ActiveRecord PostgreSQL Cursors

This extension allows you to loop through record sets using cursors in an Enumerable fashion. This allows you to cut down memory usage by only pulling in individual records on each loop rather than pulling everything into memory all at once.

To use a cursor, just change the first parameter to an ActiveRecord::Base.find to :cursor instead of :first or :all or whatever or use the ActiveRecord::Base.cursor method directly.

MyModel.find(:cursor, :conditions => 'some_column = true').each do |r|
  puts r.inspect
end

MyModel.find(:cursor).collect { |r| r.foo / PI }.avg

MyModel.cursor.each do |r|
  puts r.inspect
end

All ActiveRecord::Base.find options are available and should work as-is. As a bonus, the PostgreSQLCursor object returned includes Enumerable, so you can iterate to your heart’s content.

This extension should work with Rails 4.2+. For older versions of Rails, try out older versions of the gem.

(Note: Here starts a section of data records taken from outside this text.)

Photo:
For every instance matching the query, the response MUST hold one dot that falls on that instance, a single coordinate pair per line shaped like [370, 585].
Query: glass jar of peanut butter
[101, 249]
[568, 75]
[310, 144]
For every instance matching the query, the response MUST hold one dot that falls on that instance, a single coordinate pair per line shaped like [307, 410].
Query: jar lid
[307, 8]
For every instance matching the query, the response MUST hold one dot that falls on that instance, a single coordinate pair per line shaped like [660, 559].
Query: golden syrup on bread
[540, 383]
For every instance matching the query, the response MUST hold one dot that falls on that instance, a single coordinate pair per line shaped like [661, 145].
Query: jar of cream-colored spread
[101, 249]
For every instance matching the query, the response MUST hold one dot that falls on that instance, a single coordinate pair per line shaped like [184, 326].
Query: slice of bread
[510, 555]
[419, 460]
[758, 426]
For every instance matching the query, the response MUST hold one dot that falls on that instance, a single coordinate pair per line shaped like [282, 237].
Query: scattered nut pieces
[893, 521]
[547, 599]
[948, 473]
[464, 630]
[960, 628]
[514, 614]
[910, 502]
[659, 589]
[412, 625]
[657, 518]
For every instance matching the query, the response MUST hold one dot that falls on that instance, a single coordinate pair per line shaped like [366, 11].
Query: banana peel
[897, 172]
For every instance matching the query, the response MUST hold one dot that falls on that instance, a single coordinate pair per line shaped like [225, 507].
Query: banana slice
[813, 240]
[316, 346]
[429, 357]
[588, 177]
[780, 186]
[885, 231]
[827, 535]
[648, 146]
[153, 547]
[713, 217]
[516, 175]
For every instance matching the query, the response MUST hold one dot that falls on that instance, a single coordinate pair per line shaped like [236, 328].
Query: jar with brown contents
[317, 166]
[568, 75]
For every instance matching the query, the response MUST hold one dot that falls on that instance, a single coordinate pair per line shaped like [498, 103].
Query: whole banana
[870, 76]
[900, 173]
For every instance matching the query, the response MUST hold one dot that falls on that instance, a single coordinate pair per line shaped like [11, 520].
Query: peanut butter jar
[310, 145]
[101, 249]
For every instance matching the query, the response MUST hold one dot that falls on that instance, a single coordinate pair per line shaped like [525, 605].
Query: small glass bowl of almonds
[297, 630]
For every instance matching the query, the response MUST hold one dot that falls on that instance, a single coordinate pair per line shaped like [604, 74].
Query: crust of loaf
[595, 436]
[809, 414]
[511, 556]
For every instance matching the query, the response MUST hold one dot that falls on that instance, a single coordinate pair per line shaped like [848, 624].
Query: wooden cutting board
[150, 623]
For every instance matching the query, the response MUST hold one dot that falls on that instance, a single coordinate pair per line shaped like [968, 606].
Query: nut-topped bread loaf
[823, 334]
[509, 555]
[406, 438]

At the moment, this is a non-scrollable cursor – it will only fetch forward. Also note that these cursors are non-updateable/insensitive to updates to the underlying data. You can write to the records themselves, but changes outside of the cursor’s transaction will not affect the data being retrieved from the point of the cursor’s creation, or rather more specifically from the time you begin iterating.

The cursor itself is wrapped in a transaction as is required by PostgreSQL and the cursor name is automatically generated using random numbers or a name supplied during cursor creation. On raised SQL exceptions, the transaction is ABORTed and the cursor CLOSEd.

Associations are handled, so you can use :include in your find options. Of course, this requires some nonsense when moving the cursor around, but it works all the same. In some cases, pre-loading and eager loading of associations and whatnot creates an initial query that will grab the initial IDs of the model being fetched and then create the actual cursor query out of those large joins that ActiveRecord sometimes generates. This larger query will be the query that’s wrapped in the transaction and in a cursor, while the first query is just used to build the larger joined query. This allows for a brief window between the point that the cursor query is created and the time it is executed. In these cases, it may be wise to wrap your use or cursors in your own transaction to ensure that changes made to the underlying data don’t interfere with your cursor’s visibility.

License

This gem is licensed under an MIT-style license. See the MIT-LICENSE file for details.